Born on March 9, 1930, in Fort Worth, Texas, Ornette Coleman remains one of America's greatest living jazzmen. With musical influence steeped in R & B, Coleman began playing saxophone at an early age. His first recording appeared in 1958.
Coleman experimented with various musical styles over the decades--he even collaborated with Jerry Garcia, Pat Metheny, Roland Jackson, Don Cherry, Jimmy Garrison and the Grateful Dead.
This year Coleman won a Pulitzer Prize for Sound Grammar. Recorded in one night in Italy during October of 2005, Sound Grammar emerges as Coleman's first album in a decade. Coleman plays alto sax, violin, and trumpet. Denardo Coleman plays drums, while Greg Cohen and Tony Falanga handle double-bass duties.
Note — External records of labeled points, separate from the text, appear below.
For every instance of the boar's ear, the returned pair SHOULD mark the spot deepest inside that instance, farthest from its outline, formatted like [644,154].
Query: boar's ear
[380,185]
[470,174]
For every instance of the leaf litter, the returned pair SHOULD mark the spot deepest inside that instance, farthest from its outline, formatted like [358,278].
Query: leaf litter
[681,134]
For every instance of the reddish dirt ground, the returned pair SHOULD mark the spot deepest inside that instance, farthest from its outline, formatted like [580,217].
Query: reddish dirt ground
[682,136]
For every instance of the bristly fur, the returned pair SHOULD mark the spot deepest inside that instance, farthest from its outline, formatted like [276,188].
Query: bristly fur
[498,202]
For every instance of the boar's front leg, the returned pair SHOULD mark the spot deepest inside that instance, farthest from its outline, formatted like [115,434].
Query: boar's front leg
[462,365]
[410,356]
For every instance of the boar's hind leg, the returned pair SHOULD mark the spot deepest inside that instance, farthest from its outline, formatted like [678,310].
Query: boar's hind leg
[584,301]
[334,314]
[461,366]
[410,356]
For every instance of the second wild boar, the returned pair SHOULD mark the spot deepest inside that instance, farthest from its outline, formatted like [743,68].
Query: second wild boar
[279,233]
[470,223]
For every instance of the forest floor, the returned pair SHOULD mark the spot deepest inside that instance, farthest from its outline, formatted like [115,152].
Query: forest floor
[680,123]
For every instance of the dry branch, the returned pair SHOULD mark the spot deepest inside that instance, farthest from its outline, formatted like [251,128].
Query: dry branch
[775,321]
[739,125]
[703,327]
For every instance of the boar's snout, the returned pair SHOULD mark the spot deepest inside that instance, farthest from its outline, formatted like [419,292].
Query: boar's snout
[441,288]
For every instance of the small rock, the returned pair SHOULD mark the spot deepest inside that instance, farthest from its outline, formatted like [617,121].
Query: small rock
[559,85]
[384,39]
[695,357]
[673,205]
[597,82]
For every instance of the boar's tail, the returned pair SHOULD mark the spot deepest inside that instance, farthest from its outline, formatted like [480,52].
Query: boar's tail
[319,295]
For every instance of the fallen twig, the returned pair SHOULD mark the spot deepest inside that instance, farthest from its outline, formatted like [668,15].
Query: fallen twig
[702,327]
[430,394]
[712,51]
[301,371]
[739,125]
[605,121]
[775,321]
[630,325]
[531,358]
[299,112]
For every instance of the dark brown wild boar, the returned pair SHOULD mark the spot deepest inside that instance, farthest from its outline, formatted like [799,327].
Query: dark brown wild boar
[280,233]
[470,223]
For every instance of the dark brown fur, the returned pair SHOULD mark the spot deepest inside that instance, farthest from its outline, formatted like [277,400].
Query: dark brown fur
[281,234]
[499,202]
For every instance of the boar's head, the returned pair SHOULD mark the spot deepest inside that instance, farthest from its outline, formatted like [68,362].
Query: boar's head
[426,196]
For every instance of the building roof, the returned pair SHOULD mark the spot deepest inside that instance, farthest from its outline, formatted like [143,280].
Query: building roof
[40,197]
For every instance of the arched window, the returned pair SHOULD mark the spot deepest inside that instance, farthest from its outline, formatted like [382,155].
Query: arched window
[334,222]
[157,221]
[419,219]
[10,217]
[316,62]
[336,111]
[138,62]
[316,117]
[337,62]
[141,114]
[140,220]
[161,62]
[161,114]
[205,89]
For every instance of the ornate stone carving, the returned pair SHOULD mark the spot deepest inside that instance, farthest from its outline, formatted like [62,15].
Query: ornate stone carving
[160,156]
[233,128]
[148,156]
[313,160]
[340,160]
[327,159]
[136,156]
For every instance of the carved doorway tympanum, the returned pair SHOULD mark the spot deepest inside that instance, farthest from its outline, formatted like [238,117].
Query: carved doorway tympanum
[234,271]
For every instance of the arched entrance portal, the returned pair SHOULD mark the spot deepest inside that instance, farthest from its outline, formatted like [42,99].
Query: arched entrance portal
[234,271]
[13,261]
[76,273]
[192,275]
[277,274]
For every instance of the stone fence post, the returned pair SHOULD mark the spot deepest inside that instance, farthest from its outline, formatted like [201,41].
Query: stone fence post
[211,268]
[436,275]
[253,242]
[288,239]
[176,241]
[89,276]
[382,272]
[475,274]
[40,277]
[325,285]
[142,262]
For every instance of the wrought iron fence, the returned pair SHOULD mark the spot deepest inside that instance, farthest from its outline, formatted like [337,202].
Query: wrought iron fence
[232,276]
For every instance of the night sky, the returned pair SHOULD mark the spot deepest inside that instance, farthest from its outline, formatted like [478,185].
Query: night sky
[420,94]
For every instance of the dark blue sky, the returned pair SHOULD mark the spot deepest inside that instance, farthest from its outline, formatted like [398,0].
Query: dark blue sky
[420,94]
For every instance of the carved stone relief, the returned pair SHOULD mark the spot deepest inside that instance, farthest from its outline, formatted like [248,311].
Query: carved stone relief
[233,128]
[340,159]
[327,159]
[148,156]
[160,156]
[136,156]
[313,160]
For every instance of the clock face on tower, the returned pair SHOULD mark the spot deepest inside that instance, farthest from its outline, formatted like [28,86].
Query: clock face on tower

These musical components never stray far from a rhythmic blues foundation.
Sound Grammar peaked at #13 on Billboard's Top Jazz albums. This CD contains five new Coleman compositions as well as a few older tunes that prove Coleman's musical vitality over the last 50 years.
"Jordan" stands as a frenetic tune with a driving rhythm. "Sleep Talking" finds Coleman playing violin on slow, blue jazz tune that resembles rain falling in the streets. "Turnaround" conjures traces of John Coltrane. "Matador" is an up-beat tune serving as a musical backdrop to any deadly bullfight. "Waiting For You" evokes a deep rumbling on the bottom end...like some underwater Super 8 film music. "Call To Duty" remains an unrestrained song that fits the tenacious title.
Ornette Coleman's Sound Grammar proves why he's an American music legend.